我们关注的主要指标是“达到 GPT-2 水平的时间”——即在 8XH100 GPU 节点上，模型性能超越 GPT-2（1.6B）CORE 指标所需的实际用时。2019 年，GPT-2 的训练成本约为 5 万美元。令人惊叹的是，经过 7 年来整个技术栈的诸多进步，我们现在可以在 3 小时或更短时间内，以约 73 美元或更低的成本完成这一目标。

The primary metric we care about is "time to GPT-2" - the wall clock time needed to outperform the GPT-2 (1.6B) CORE metric on an 8XH100 GPU node. In 2019, the training of GPT-2 cost approximately $50,000. It is incredible that due to many advances over 7 years across the stack, we can now do so in 3 hours or less, for ~$73 and below.

#	记录时间	描述	日期	提交	贡献者
1	3.04 小时	d24 基线，略微过拟合	2026年1月29日	348fbb3	@karpathy

# Record time Description Date Commit Contributors

1 3.04 hours d24 baseline, slightly overtrained Jan 29 2026 348fbb3 @karpathy

#	Record time	Description	Date	Commit	Contributors
1	3.04 hours	d24 baseline, slightly overtrained	Jan 29 2026	348fbb3	@karpathy

设置好代码库后（参考 runs/speedrun.sh 脚本），启动训练的方式如下（例如我启动 jan29 运行的方式）：

Once your repository is set up (see the runs/speedrun.sh script for reference), you can kick off training as follows (e.g., the way I kicked off the jan29 run):

OMP_NUM_THREADS=1 torchrun --standalone --nproc_per_node=8 -m scripts.base_train -- \
    --depth=24 \
    --run=d24-jan29 \
    --model-tag=d24_jan29 \
    --device-batch-size=16 \
    --sample-every=-1 \
    --save-every=-1 \
    --core-metric-max-per-task=-1 \
    --core-metric-every=3000 \
    --target-param-data-ratio=12

经过 3 小时，我们得到如下输出：

After 3 hours we get output like this:

...
wandb: Run summary:
wandb:          core_metric 0.25851
wandb:                 step 16704
wandb: total_training_flops 4.330784131228946e+19
wandb:  total_training_time 10949.46713

GPT-2 的 CORE 分数（即需要超越的目标）是 0.256525。我们看到这个 d24 模型的 CORE 分数更高（0.25851）。然后我们查看 total_training_time，这是纯训练迭代的时间（不包括评估和日志记录），单位为秒。我们得到：10949/60/60 ≈ 3.04 小时，这是当前的记录。

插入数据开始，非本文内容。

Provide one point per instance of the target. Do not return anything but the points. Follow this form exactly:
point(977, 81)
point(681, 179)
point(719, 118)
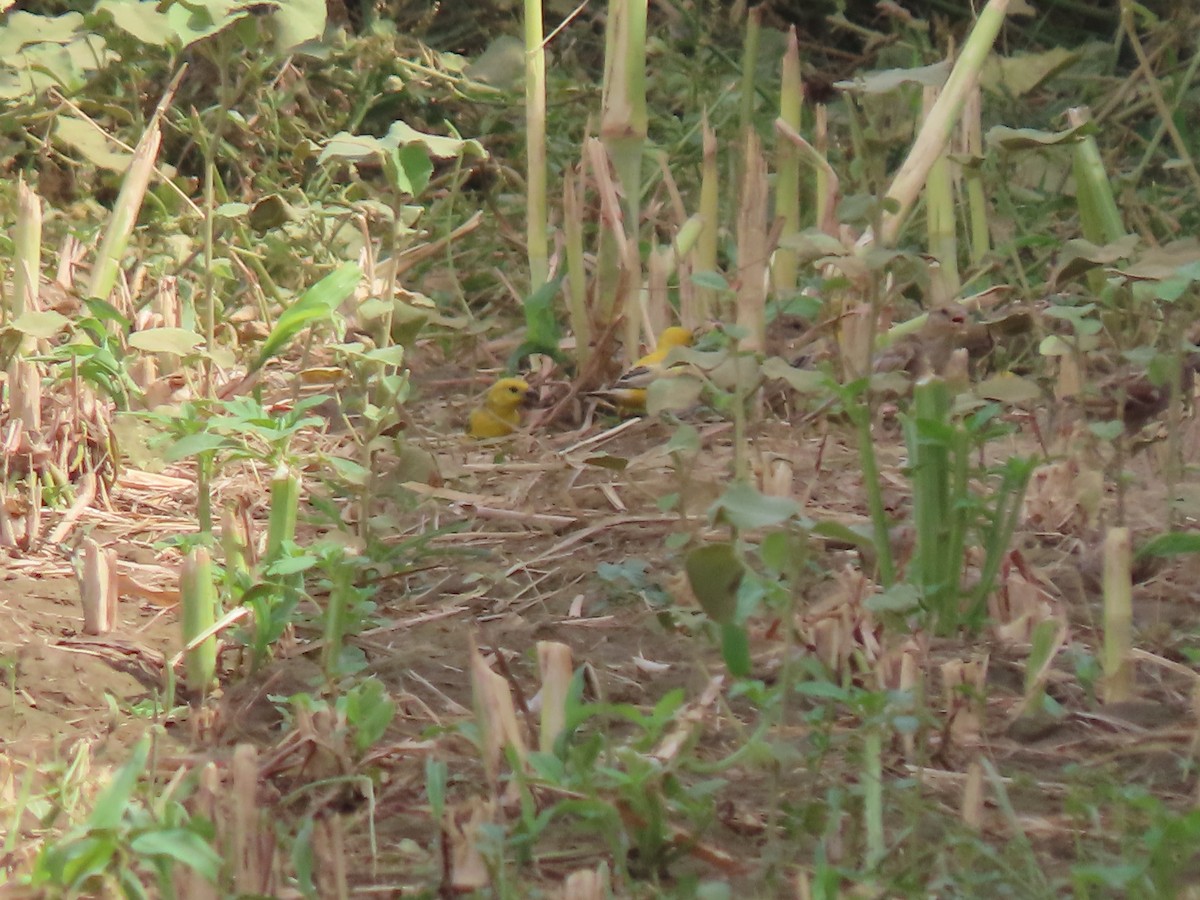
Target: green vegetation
point(877, 599)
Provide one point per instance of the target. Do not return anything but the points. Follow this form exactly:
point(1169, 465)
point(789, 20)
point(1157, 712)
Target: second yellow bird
point(499, 414)
point(628, 393)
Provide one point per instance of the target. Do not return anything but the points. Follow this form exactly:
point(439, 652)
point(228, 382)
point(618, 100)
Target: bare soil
point(526, 527)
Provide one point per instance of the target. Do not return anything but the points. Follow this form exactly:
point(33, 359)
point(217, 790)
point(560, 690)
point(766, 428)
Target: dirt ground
point(526, 529)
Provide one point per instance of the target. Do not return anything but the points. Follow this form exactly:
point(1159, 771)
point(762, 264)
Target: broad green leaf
point(41, 324)
point(888, 79)
point(502, 65)
point(269, 213)
point(409, 167)
point(181, 845)
point(1011, 139)
point(684, 441)
point(22, 29)
point(193, 22)
point(443, 148)
point(714, 573)
point(736, 649)
point(297, 22)
point(139, 18)
point(543, 333)
point(317, 304)
point(1080, 256)
point(166, 340)
point(91, 143)
point(1020, 73)
point(745, 508)
point(114, 799)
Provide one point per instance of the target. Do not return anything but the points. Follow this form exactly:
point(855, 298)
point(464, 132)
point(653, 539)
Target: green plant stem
point(1156, 93)
point(535, 145)
point(873, 795)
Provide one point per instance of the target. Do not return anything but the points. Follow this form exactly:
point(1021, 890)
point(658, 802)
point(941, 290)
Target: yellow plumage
point(628, 393)
point(499, 414)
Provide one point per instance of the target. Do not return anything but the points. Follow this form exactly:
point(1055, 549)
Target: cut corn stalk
point(1117, 588)
point(787, 161)
point(939, 125)
point(198, 598)
point(535, 145)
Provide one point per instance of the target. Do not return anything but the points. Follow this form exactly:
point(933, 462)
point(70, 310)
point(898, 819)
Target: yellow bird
point(499, 414)
point(628, 393)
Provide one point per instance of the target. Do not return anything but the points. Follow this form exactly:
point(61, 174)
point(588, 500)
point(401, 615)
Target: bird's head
point(509, 394)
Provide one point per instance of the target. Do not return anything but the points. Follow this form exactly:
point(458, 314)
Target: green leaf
point(114, 799)
point(1032, 139)
point(1171, 544)
point(502, 65)
point(541, 325)
point(672, 394)
point(184, 846)
point(193, 445)
point(409, 168)
point(41, 325)
point(784, 552)
point(166, 340)
point(317, 304)
point(805, 381)
point(269, 213)
point(22, 29)
point(713, 281)
point(91, 143)
point(745, 508)
point(736, 649)
point(139, 19)
point(888, 79)
point(684, 441)
point(900, 598)
point(297, 22)
point(714, 573)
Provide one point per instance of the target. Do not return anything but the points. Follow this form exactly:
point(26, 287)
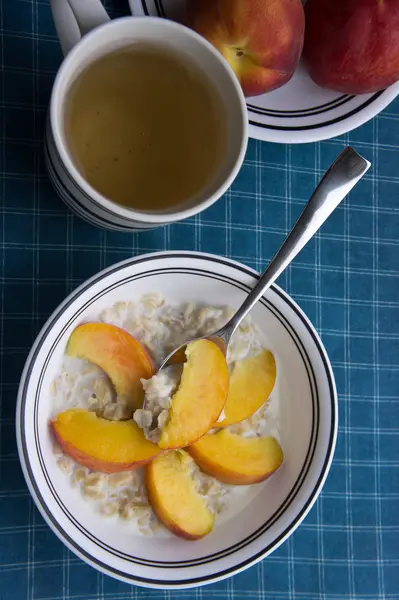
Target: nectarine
point(352, 46)
point(261, 39)
point(118, 354)
point(200, 397)
point(174, 498)
point(251, 382)
point(234, 459)
point(101, 445)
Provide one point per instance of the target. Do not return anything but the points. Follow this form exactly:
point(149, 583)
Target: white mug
point(86, 33)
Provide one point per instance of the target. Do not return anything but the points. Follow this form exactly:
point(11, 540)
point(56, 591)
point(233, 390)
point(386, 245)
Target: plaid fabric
point(346, 279)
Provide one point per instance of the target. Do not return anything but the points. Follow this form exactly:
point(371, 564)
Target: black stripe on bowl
point(305, 112)
point(252, 559)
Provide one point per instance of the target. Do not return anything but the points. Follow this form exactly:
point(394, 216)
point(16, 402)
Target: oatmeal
point(160, 327)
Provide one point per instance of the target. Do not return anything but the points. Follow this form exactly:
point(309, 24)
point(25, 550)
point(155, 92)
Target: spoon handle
point(336, 183)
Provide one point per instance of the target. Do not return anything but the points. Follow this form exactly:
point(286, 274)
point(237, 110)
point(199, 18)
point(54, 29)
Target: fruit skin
point(261, 39)
point(251, 383)
point(101, 445)
point(174, 498)
point(118, 354)
point(352, 46)
point(200, 397)
point(233, 459)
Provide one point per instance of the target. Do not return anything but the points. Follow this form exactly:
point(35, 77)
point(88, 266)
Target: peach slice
point(174, 498)
point(251, 383)
point(200, 397)
point(233, 459)
point(118, 354)
point(101, 445)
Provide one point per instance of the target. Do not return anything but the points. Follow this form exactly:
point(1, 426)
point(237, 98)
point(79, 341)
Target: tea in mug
point(145, 127)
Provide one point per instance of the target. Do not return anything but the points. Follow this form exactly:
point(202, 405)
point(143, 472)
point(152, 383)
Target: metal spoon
point(336, 183)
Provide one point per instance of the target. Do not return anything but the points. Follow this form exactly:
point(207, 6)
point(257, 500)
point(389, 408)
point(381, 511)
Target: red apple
point(352, 46)
point(261, 39)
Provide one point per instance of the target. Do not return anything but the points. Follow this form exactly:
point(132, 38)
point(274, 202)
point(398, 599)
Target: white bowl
point(299, 111)
point(305, 388)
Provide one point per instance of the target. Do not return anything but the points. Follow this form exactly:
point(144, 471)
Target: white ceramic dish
point(298, 112)
point(308, 425)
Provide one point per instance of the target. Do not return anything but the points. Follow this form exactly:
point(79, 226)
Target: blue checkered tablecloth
point(346, 280)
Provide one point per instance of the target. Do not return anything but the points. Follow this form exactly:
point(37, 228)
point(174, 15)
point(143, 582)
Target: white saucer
point(305, 390)
point(298, 112)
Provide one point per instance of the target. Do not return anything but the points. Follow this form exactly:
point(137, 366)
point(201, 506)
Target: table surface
point(346, 280)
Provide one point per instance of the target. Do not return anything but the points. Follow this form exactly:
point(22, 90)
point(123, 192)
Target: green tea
point(145, 128)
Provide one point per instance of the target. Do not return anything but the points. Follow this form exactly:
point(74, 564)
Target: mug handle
point(74, 18)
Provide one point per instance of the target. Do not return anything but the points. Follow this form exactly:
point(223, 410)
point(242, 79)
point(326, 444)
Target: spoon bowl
point(339, 179)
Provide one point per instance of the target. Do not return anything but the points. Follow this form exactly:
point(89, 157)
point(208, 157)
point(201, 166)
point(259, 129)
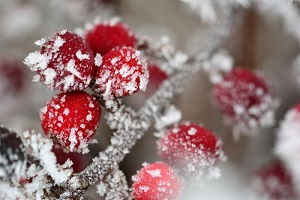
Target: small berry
point(12, 154)
point(244, 97)
point(157, 181)
point(80, 161)
point(65, 62)
point(274, 182)
point(109, 34)
point(122, 72)
point(190, 147)
point(71, 119)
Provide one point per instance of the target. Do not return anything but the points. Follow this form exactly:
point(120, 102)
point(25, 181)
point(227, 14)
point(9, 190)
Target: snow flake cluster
point(71, 119)
point(157, 181)
point(64, 63)
point(245, 100)
point(191, 148)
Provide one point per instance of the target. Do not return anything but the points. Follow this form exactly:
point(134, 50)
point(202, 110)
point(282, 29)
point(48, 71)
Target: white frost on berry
point(81, 56)
point(171, 116)
point(36, 61)
point(58, 42)
point(98, 60)
point(154, 173)
point(40, 42)
point(123, 74)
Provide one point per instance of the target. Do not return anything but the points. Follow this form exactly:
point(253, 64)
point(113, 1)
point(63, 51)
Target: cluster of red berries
point(69, 63)
point(245, 99)
point(105, 56)
point(188, 149)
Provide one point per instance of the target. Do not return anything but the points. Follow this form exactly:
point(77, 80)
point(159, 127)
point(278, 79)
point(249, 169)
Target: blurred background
point(258, 41)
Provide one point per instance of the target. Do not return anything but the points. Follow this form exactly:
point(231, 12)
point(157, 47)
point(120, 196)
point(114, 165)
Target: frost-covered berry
point(191, 148)
point(80, 161)
point(122, 72)
point(71, 119)
point(245, 100)
point(65, 62)
point(157, 181)
point(106, 35)
point(12, 155)
point(274, 182)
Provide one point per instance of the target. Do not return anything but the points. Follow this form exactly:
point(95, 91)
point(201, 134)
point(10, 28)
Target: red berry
point(244, 97)
point(102, 37)
point(65, 62)
point(80, 161)
point(71, 119)
point(274, 182)
point(157, 181)
point(122, 72)
point(190, 147)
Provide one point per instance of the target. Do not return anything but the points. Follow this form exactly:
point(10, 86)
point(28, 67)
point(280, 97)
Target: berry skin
point(109, 34)
point(122, 72)
point(12, 154)
point(157, 181)
point(244, 97)
point(190, 148)
point(71, 119)
point(274, 182)
point(65, 62)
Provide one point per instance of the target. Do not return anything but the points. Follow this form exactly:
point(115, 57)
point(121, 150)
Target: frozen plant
point(94, 68)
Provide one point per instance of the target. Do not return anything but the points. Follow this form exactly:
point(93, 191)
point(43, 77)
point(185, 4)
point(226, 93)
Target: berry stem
point(125, 137)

The GPT-2 CORE score (i.e., the target to beat) is 0.256525. We see that this d24 CORE score is higher (0.25851). Then we look at the total_training_time, which is the time of the training iterations alone, excluding all evaluations and logging, in seconds. We get: 10949/60/60 ~= 3.04 hours, the current record.

快速开始

复现并与 GPT-2 对话

最有意思的事情就是训练你自己的 GPT-2 并与之对话。完成这一过程的完整流程都包含在单个文件 runs/speedrun.sh 中，该脚本设计在 8XH100 GPU 节点上运行。目前，这类节点的价格约为每小时 24 美元，预训练一个 GPT-2 级别的模型大约需要 3 小时，花费约 75 美元。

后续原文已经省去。